Qui dit gueuleton suppose évidemment un certain type de cuisine. Des recettes à partager dont certains modes de cuisson sont implicitement bannis. Vous n’imagineriez pas servir un tartare de noix de Saint-Jacques pour un gueuleton, allons ! Exit les cuissons vapeur, les fritures légères ou les carpaccios, on privilégie, ici, une magnifique pièce de viande à découper, des recettes mijotées, des cuissons longues, en conséquence.

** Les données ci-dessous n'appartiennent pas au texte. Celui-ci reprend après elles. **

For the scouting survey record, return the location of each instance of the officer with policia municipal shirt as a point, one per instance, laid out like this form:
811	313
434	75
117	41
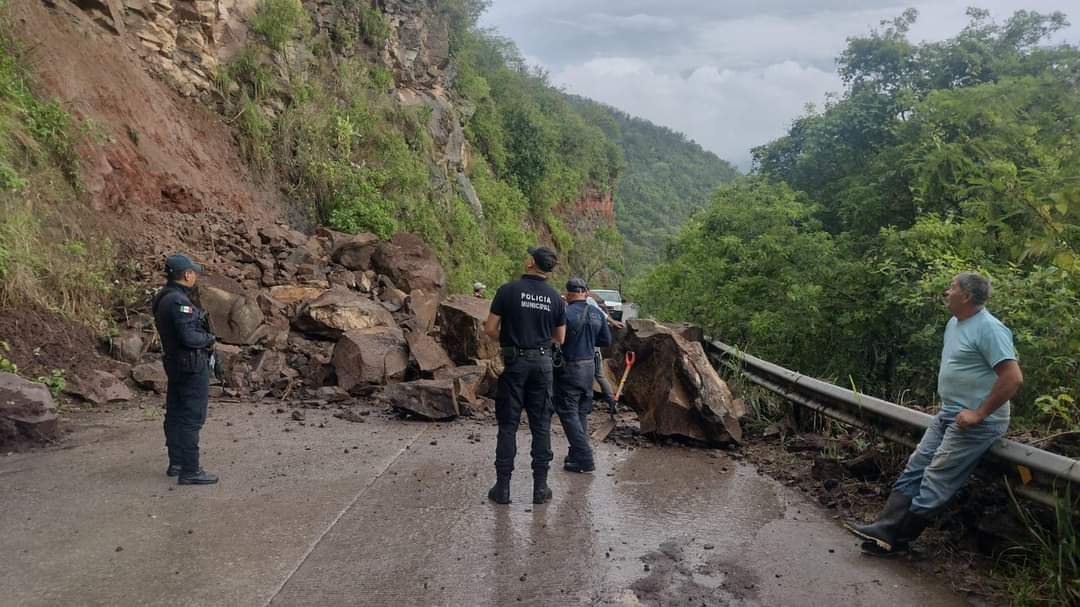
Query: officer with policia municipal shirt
585	329
187	345
979	375
527	317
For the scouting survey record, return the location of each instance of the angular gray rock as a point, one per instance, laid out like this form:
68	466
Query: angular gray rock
337	311
354	252
234	318
369	355
26	409
427	352
409	264
673	388
433	399
461	323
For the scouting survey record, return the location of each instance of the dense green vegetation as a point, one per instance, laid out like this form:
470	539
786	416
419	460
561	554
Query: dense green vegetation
937	158
666	178
44	258
356	159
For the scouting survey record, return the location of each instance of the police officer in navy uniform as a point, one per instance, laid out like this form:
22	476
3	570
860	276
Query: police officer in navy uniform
585	331
527	317
187	344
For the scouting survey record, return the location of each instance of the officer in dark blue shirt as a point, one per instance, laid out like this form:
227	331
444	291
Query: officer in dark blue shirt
186	341
585	331
527	317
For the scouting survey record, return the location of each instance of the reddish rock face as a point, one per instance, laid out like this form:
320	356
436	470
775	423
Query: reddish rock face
673	388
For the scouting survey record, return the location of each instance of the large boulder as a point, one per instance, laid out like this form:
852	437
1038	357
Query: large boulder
461	323
432	399
409	264
97	387
234	318
673	388
427	352
472	382
423	308
150	376
337	311
354	252
292	293
369	355
26	409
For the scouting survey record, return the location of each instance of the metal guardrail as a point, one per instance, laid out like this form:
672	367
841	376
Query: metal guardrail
1031	472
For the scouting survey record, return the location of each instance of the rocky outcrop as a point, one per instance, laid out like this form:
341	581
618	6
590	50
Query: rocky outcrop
234	318
26	410
461	322
370	355
673	388
150	376
409	262
339	310
431	399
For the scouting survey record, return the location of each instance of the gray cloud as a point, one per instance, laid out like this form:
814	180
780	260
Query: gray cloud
729	75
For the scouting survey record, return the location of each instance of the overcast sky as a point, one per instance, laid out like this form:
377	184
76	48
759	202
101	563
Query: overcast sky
729	75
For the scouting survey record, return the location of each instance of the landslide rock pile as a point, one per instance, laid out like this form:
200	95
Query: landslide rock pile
672	387
326	318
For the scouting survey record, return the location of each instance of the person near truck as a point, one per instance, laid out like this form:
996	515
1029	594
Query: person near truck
187	344
594	301
586	329
979	375
527	317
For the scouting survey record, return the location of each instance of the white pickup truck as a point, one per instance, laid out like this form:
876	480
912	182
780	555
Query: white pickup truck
612	300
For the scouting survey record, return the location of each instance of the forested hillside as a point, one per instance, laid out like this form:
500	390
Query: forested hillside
666	177
937	158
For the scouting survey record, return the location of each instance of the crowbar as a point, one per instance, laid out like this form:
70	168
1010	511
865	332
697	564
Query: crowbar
604	429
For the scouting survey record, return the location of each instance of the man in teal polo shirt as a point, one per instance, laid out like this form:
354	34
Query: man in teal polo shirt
979	374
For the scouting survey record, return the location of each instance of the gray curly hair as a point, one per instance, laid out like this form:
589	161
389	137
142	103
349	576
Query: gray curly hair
975	285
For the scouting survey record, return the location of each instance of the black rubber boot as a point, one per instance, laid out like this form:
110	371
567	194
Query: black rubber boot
883	530
200	477
500	493
541	493
909	529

Des plats, en somme qui se servent à la cuillère, de ceux qu’on pose directement sur la table. Voilà ce qu’est un gueuleton !Ne vous amusez plus pas à dresser les assiettes une à une en cuisine. D’abord c’est ringard, en plus c’est humainement infaisable. Quand vous êtes six à table sans aide d’une brigade de chefs de partie ou de commis derrière vous, difficile de s’en sortir…Le gueuleton, voyez-vous, c’est un partage et non un service à l’assiette façon chacun pour soi. Est-ce à dire que notre époque serait à moins d’individualisme ? Pas sûr. Mais trop de solitude tue la solitude, place donc à une table honnête et fédératrice, place à la vraie cuisine.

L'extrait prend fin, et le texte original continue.